National Archives releases Watergate ‘road map,’ a possible template for Mueller

After 44 years, anyone can read the document that led to the impeachment of President Richard Nixon.

The National Archives released Wednesday the long-sealed “road map” report that was sent to the House Judiciary Committee containing the evidence against President Nixon.

The “Sirica road map,” named for then-Chief Judge John J. Sirica of the D.C. District Court, who approved the creation of the findings and the sending of them to lawmakers, was first filed under seal from the public 44 years ago. Prosecutor Leon Jaworski sent the report with the findings to Congress, which provided evidence concerning Nixon’s associates breaking into Democratic National Committee offices and the cover-up thereafter that became known as the Watergate scandal.

Four petitions were filed requesting the document be made public, because petitioners say the document could offer special counsel Robert Mueller guidance as to whether or not make his findings in the Russia election meddling investigation public. There are historic parallels, the petitioners say, to the current probe.

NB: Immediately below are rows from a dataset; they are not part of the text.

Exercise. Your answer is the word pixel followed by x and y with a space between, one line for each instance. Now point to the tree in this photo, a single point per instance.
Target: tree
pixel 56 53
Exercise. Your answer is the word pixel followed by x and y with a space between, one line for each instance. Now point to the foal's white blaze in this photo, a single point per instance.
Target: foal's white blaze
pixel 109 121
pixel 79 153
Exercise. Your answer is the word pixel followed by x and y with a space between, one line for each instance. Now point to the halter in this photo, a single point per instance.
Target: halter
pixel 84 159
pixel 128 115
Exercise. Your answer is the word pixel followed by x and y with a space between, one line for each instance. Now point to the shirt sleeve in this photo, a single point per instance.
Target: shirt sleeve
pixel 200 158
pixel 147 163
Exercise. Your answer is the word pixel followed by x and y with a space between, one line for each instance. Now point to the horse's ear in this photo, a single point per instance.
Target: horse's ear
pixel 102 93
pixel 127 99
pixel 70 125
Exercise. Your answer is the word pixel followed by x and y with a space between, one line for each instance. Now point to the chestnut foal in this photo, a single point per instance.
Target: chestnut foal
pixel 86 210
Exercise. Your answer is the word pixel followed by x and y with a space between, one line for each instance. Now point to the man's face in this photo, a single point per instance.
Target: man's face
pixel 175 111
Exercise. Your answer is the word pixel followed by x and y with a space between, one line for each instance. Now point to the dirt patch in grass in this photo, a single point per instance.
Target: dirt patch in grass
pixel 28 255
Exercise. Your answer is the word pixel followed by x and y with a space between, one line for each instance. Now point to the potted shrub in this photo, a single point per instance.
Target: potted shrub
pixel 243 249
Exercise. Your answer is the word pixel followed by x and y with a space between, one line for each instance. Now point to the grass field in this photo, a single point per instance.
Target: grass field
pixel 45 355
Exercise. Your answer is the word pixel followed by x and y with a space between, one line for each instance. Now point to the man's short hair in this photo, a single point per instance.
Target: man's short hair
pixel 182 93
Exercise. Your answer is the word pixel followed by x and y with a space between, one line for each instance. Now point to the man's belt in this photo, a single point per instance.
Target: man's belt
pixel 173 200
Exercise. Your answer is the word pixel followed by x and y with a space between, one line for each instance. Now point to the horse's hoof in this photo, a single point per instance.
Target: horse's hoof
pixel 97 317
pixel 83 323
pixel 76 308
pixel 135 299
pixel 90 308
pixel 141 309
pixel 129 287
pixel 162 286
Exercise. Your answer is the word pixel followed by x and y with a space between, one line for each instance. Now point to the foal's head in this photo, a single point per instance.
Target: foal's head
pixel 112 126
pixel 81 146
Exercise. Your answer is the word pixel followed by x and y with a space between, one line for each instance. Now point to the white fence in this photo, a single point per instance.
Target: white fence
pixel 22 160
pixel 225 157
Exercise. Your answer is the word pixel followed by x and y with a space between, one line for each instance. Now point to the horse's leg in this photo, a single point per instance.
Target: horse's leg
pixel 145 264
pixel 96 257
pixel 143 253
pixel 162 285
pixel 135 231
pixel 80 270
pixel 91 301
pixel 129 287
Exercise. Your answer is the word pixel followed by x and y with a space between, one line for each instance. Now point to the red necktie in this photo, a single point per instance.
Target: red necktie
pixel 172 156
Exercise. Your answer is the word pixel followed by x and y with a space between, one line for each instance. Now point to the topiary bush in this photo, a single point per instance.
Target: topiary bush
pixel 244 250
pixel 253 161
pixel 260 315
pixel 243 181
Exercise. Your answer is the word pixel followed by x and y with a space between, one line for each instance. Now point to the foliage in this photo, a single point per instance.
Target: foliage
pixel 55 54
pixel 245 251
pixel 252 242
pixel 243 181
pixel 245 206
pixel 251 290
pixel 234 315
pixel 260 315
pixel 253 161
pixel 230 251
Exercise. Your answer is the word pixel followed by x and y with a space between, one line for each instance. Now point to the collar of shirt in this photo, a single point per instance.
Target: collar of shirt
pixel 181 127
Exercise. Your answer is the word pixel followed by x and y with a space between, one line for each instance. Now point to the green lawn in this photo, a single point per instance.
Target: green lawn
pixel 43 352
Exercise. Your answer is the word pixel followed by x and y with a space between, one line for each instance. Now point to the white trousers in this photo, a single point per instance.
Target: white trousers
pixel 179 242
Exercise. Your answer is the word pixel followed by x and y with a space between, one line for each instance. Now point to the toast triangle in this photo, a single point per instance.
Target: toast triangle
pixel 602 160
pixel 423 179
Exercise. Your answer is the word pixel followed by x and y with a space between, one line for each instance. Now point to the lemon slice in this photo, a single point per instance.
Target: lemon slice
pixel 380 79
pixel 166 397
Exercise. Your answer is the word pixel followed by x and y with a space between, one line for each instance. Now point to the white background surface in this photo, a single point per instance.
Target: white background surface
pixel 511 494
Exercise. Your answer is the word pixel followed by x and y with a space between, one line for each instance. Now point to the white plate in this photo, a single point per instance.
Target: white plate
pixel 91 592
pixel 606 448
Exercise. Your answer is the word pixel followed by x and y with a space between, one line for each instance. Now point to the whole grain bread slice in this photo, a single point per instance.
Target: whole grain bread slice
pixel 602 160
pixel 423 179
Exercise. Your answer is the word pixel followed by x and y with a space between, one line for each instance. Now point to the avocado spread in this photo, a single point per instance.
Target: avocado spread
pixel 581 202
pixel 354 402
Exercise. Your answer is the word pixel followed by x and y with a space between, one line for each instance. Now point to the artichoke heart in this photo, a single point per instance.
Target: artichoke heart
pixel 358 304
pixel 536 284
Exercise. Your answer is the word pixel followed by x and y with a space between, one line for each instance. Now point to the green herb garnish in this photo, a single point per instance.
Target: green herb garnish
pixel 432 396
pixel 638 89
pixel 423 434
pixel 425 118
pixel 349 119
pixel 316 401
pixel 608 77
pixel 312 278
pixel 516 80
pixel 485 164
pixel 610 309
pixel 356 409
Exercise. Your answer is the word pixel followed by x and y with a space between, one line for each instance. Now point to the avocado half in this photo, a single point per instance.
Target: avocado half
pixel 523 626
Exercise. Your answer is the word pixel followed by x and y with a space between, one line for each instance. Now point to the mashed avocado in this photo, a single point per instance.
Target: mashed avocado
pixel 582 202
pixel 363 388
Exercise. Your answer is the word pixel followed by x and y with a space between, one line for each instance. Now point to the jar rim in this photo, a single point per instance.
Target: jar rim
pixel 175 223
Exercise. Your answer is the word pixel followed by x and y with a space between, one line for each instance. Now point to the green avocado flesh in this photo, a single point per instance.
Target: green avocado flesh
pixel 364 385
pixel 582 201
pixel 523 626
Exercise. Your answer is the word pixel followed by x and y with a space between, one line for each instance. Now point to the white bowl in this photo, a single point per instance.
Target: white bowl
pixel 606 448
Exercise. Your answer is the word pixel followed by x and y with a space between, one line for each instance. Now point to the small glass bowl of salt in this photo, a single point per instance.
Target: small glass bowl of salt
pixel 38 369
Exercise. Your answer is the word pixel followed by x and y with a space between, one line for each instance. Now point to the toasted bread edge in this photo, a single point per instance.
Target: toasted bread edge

Deana El-Mallawany, the attorney for one of the groups that that filed suit to petition for the Watergate document’s release, said “the road map is a critical historical precedent for ensuring that the facts uncovered in special counsel Mueller’s investigation become public and serve as the basis for whatever accountability is necessary. Our democracy depends on it.”

The report is a two-page summary describing the allegations against Nixon and his associates, followed by 53 numbered statements and 97 supporting documents including interviews and tapes. The substance of the report has been public for many years, but how it was conducted was under seal. Chief Judge Beryl A. Howell of the D.C. District Court ordered the National Archives and Records Administration to release the report with limited redactions.

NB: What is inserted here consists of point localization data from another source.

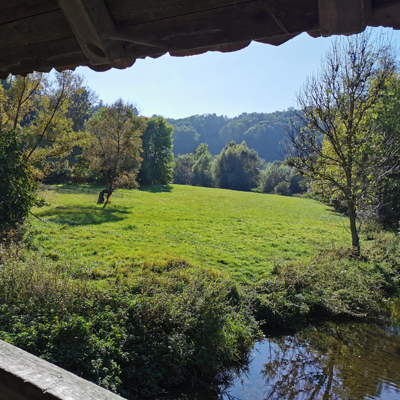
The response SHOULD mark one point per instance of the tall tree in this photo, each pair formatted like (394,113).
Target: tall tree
(183,169)
(113,147)
(333,135)
(201,171)
(236,167)
(156,152)
(33,129)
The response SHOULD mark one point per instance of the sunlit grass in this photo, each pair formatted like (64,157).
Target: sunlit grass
(243,234)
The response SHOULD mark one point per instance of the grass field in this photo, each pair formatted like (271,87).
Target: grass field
(241,233)
(105,293)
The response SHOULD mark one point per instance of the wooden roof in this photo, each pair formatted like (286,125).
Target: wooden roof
(102,34)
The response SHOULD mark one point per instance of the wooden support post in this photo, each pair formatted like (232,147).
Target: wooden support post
(343,17)
(26,377)
(93,26)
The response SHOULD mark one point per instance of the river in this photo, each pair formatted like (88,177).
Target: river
(328,361)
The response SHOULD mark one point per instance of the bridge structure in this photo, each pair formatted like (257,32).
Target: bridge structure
(38,35)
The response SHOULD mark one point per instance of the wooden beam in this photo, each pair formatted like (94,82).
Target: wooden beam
(343,17)
(231,24)
(93,26)
(26,377)
(387,15)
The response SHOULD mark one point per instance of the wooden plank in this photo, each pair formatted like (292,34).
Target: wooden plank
(127,13)
(37,29)
(19,9)
(26,377)
(93,26)
(277,40)
(42,56)
(346,17)
(386,15)
(223,48)
(244,22)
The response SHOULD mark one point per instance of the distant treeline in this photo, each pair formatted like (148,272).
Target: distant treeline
(262,132)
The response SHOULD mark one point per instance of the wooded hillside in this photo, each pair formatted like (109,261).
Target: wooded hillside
(262,132)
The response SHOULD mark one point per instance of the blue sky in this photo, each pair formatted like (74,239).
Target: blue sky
(259,78)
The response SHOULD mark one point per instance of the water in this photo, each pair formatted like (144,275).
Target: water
(352,361)
(346,361)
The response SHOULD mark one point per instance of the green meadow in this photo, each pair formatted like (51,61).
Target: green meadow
(170,285)
(240,233)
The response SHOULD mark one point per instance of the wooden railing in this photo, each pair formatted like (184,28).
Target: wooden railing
(26,377)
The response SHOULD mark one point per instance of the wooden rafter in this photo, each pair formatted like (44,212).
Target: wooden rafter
(343,17)
(93,26)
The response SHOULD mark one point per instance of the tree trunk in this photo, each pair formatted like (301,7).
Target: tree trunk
(100,199)
(355,240)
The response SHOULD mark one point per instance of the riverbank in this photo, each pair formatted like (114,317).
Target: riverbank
(174,323)
(139,328)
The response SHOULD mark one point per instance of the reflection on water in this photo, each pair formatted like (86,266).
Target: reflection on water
(349,361)
(346,361)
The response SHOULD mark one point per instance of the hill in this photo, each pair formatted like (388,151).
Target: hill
(262,132)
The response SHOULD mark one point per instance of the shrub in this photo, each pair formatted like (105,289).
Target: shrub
(136,336)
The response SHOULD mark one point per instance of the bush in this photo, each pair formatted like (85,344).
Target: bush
(135,336)
(334,285)
(17,185)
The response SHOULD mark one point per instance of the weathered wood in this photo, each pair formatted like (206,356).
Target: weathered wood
(387,15)
(277,40)
(113,33)
(25,8)
(128,13)
(93,26)
(233,24)
(37,29)
(343,16)
(41,57)
(26,377)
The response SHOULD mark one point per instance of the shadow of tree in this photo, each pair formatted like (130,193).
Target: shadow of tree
(156,188)
(89,215)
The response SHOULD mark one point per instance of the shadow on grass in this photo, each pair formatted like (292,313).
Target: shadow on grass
(89,215)
(156,188)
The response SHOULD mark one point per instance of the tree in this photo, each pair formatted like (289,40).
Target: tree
(201,170)
(186,139)
(279,178)
(113,147)
(17,185)
(333,134)
(33,129)
(183,169)
(156,152)
(236,167)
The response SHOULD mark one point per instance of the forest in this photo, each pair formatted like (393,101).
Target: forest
(147,253)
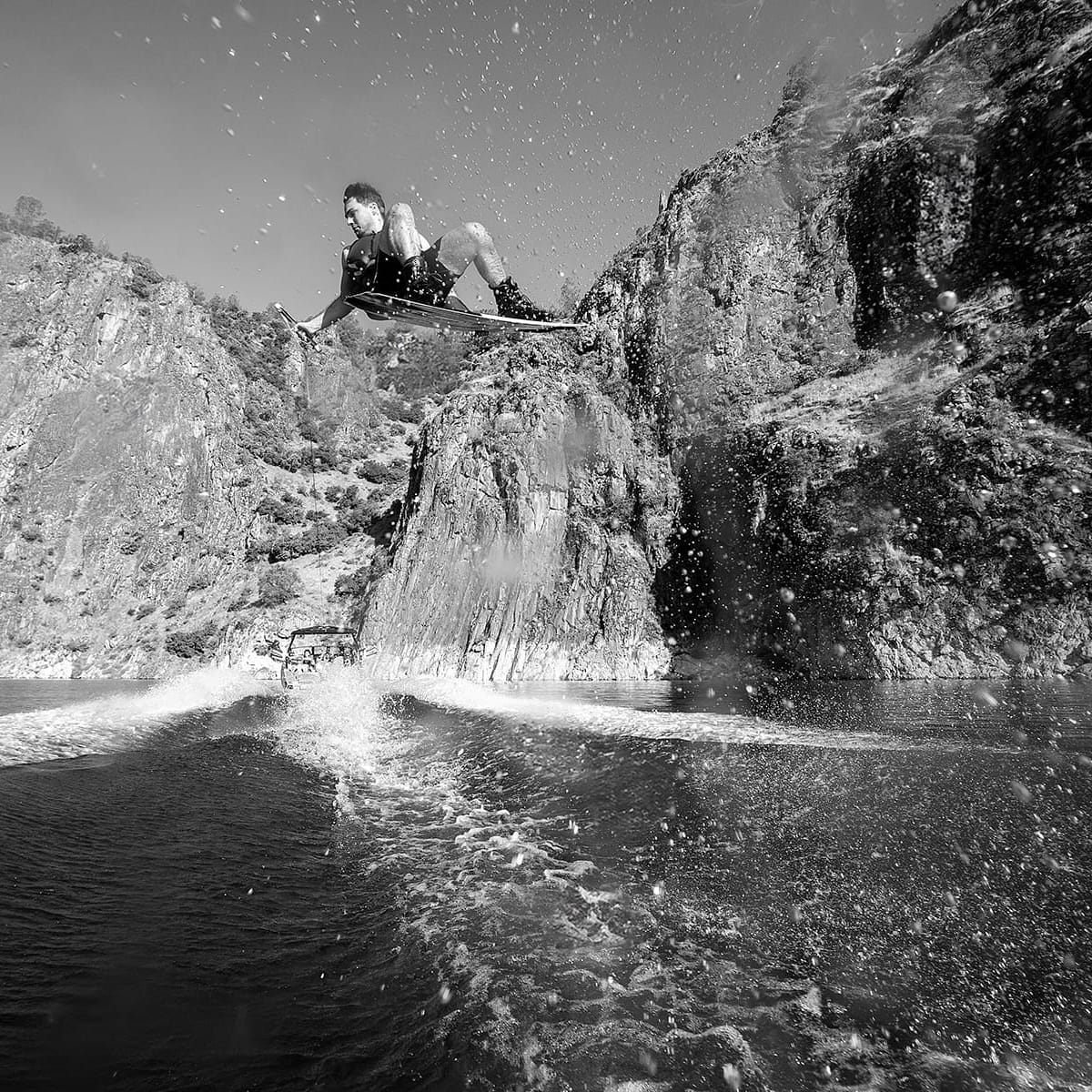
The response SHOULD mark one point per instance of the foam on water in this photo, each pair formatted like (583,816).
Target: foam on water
(119,722)
(644,724)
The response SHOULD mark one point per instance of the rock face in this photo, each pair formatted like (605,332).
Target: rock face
(833,409)
(535,520)
(135,489)
(123,473)
(864,336)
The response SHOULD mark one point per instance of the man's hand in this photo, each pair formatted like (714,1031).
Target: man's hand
(307,329)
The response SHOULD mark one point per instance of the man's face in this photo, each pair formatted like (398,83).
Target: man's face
(364,218)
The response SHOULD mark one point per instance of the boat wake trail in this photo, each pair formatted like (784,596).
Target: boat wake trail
(119,722)
(604,720)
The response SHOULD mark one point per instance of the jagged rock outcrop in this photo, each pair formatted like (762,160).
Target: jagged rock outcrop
(132,495)
(863,334)
(834,409)
(535,520)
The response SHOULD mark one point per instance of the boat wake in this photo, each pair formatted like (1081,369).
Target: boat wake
(119,722)
(604,720)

Stephen Bates, a Las Vegas professor who co-wrote the Kenneth Starr report concerning President Bill Clinton’s impeachment, tried to study the report when he was the prosecutor in 1997, but the National Archives told him it was not publicly available.

Bates said the report sets a precedent for how to conduct investigations, which go through the House of Representatives, in an interview to the Washington Post.

“If Mueller could say, ‘We have structured this report the way Leon Jaworski did in 1974, and Judge Sirica approved it,’ that might be persuasive in this case,” he said.

Jaworski wrote in his 1976 memoir, “There were no comments, no interpretations and not a word or phrase of accusatory nature. The ‘road map’ was simply that—a series of guideposts if the House Judiciary Committee wished to follow them.”